Since it is most vapers' first box mod

Reactions: Like 2 | Agree 1


----------



## PeterHarris (19/6/14)

Die Kriek said:


> Thank you @annemarievdh for starting this thread.
> 
> For a name, I would suggest:
> 
> ...


that is a winner name right there - it just fits.... its got my vote

Reactions: Like 1


----------



## Alex (19/6/14)

How about "MVP-Race to Reo"

Reactions: Funny 3 | Disagree 1


----------



## Die Kriek (23/6/14)

Looks like nothing much happened here while I was MIA. Where are all the MVIP's hiding (love that name, thanks @Stroodlepuff!)

Reactions: Like 1


----------



## Adksuperman (23/6/14)

MVP + Trident =

Reactions: Like 3


----------



## MurderDoll (23/6/14)

#offtopic
I think a Cana Mod sub forum is gonna be needed now as well.

Reactions: Like 1


----------



## Adksuperman (23/6/14)

@MurderDoll spending more time here than on sagamer i see

Reactions: Like 1


----------



## MurderDoll (24/6/14)

Adksuperman said:


> @MurderDoll spending more time here than on sagamer i see


Haven't been on there in ages hey. 

Heard there's a serious amount of raging going on at the moment.


----------



## Adksuperman (24/6/14)

When is there not??


----------



## MurderDoll (24/6/14)

Ha ha ha.
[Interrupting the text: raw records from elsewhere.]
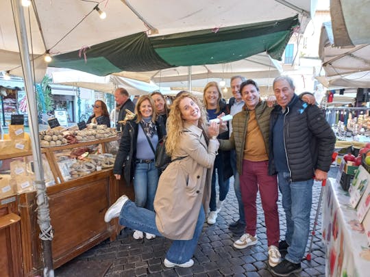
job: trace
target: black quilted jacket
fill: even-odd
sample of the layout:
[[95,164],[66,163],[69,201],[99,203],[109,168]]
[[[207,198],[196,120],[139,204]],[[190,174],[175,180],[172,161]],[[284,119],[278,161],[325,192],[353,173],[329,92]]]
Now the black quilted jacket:
[[[269,137],[269,174],[276,174],[273,147],[285,147],[293,182],[312,179],[316,169],[328,172],[332,163],[335,135],[317,106],[304,103],[296,95],[286,107],[284,122],[284,145],[273,145]],[[282,107],[271,111],[270,133]]]

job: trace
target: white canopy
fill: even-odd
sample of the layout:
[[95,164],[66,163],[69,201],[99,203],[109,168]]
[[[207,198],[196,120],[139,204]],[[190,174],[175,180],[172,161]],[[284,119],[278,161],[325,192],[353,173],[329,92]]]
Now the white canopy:
[[370,88],[370,44],[336,47],[328,22],[321,28],[319,55],[325,77],[317,79],[325,87]]
[[[36,57],[46,51],[52,55],[70,52],[140,31],[165,35],[275,21],[297,14],[301,29],[304,30],[316,3],[317,0],[101,1],[99,8],[107,14],[101,20],[93,10],[97,5],[93,1],[38,0],[32,1],[29,13],[25,8],[25,14],[26,28],[32,35],[32,45],[29,36],[29,51]],[[18,47],[10,1],[0,1],[0,70],[21,76],[19,58],[13,55],[18,52]],[[41,60],[35,66],[45,72],[46,64]]]

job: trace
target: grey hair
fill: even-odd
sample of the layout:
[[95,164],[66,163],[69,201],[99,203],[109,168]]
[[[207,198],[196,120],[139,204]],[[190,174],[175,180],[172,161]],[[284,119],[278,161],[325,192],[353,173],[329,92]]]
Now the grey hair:
[[291,88],[293,88],[293,90],[295,88],[295,85],[294,85],[293,79],[291,78],[289,76],[286,75],[282,75],[275,78],[273,82],[273,87],[275,85],[275,83],[279,81],[286,81]]
[[247,81],[247,78],[245,78],[245,77],[243,77],[242,75],[235,75],[230,78],[230,83],[232,82],[236,79],[240,79],[241,80],[242,80],[242,83]]

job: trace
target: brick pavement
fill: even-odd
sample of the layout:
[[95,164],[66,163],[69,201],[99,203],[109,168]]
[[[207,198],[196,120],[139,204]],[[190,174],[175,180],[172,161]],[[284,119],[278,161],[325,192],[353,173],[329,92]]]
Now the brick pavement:
[[[335,177],[337,169],[332,168],[330,176]],[[114,241],[106,240],[94,247],[75,260],[110,261],[112,265],[106,276],[271,276],[267,259],[267,239],[264,217],[258,198],[256,245],[243,250],[232,247],[238,237],[233,237],[227,225],[237,218],[238,205],[232,183],[225,203],[219,213],[215,224],[204,224],[198,248],[193,256],[195,265],[190,268],[167,268],[163,265],[165,252],[171,241],[157,237],[153,240],[136,241],[132,236],[132,231],[123,230]],[[316,183],[313,189],[313,203],[311,211],[311,230],[321,191],[321,183]],[[278,209],[280,216],[280,237],[284,238],[286,228],[285,217],[279,196]],[[325,249],[321,241],[321,213],[319,216],[317,236],[314,238],[312,260],[301,263],[303,271],[297,276],[325,276]],[[310,237],[308,239],[308,248]],[[66,266],[66,265],[64,265]],[[58,274],[58,269],[56,270]]]

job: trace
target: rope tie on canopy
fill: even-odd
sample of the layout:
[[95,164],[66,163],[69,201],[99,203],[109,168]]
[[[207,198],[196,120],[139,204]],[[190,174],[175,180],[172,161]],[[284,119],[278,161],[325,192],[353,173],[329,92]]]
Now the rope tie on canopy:
[[[34,184],[37,192],[36,199],[38,208],[36,210],[38,210],[37,222],[40,226],[40,235],[38,237],[43,241],[51,241],[53,240],[53,228],[49,224],[50,222],[50,214],[49,213],[49,200],[45,194],[45,181],[44,180],[35,181]],[[42,201],[40,201],[41,198],[38,197],[40,195],[42,195]],[[45,228],[45,225],[49,225],[49,226]]]

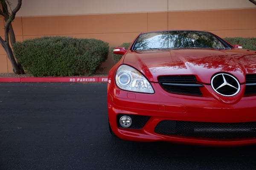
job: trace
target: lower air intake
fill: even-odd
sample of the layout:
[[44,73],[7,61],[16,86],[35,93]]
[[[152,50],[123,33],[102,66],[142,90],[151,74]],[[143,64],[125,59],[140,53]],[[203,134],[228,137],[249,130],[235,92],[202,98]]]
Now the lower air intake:
[[256,122],[212,123],[163,120],[156,126],[158,134],[230,139],[256,137]]

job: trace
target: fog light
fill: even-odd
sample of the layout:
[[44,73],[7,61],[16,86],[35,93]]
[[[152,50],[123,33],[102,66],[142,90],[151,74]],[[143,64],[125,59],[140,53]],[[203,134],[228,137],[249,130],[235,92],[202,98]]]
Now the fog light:
[[120,118],[119,122],[122,127],[127,128],[131,125],[131,119],[128,116],[124,116]]

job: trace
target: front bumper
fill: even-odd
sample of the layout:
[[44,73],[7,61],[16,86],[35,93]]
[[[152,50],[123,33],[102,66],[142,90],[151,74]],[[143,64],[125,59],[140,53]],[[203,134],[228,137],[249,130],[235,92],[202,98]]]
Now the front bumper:
[[[201,145],[234,146],[256,144],[256,135],[253,136],[256,129],[253,127],[252,130],[250,129],[253,135],[228,139],[219,138],[214,136],[201,136],[200,135],[195,136],[160,133],[156,130],[156,127],[160,122],[169,120],[213,122],[221,125],[256,122],[255,96],[243,97],[236,104],[227,105],[209,97],[167,93],[157,83],[152,84],[156,91],[153,94],[126,91],[108,84],[110,124],[114,133],[119,138],[138,142],[166,141]],[[142,128],[124,128],[118,125],[117,119],[119,115],[122,115],[144,116],[148,116],[149,119]],[[233,132],[236,133],[241,129],[237,128],[236,131]],[[219,131],[220,129],[218,129]],[[234,130],[234,129],[228,127],[220,129],[228,133]],[[229,129],[231,130],[229,131]],[[218,132],[218,130],[215,129],[212,133]]]

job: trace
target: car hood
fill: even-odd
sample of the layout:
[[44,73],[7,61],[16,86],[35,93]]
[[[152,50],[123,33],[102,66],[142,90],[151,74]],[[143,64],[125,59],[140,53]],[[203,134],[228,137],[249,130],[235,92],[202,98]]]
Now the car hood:
[[246,74],[256,73],[256,52],[238,48],[128,51],[123,63],[136,68],[151,82],[157,82],[159,76],[195,75],[198,81],[209,84],[215,73],[227,72],[242,83]]

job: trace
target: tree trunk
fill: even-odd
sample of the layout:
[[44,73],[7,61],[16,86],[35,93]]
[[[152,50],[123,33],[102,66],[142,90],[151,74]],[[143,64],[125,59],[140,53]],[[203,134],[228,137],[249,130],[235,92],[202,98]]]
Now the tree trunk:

Touché!


----------



## Adksuperman (24/6/14)

Peace brother, I'm out. #Hijackover - Where is or MVIP sub forum?????

Reactions: Like 1


----------



## Andre (24/6/14)

Ok, will create that forum with the name "The MVP Box". If you want another name come to us with a recommendation.

Reactions: Like 1 | Winner 2


----------



## annemarievdh (24/6/14)

Andre said:


> Ok, will create that forum with the name "The MVP Box". If you want another name come to us with a recommendation.


 
Thank you @Anre. Much apriciated


----------



## mohamed (24/6/14)

How about Most Valuable Player 

Sent from my GT-N7100 using Tapatalk


----------



## Cat (24/6/14)

i'm in the fourth week of waiting for mine.


----------



## Die Kriek (24/6/14)

Cat said:


> i'm in the fourth week of waiting for mine.


Why so long?


----------



## Cat (24/6/14)

dunno. bad luck, i suppose. i've been getting stuff from overseas for like 9 years, every month, and it's not often ordinary mail or USPS Priority takes more than 3 weeks, or 3 weeks plus few days. Maybe it's just my perception with this.


----------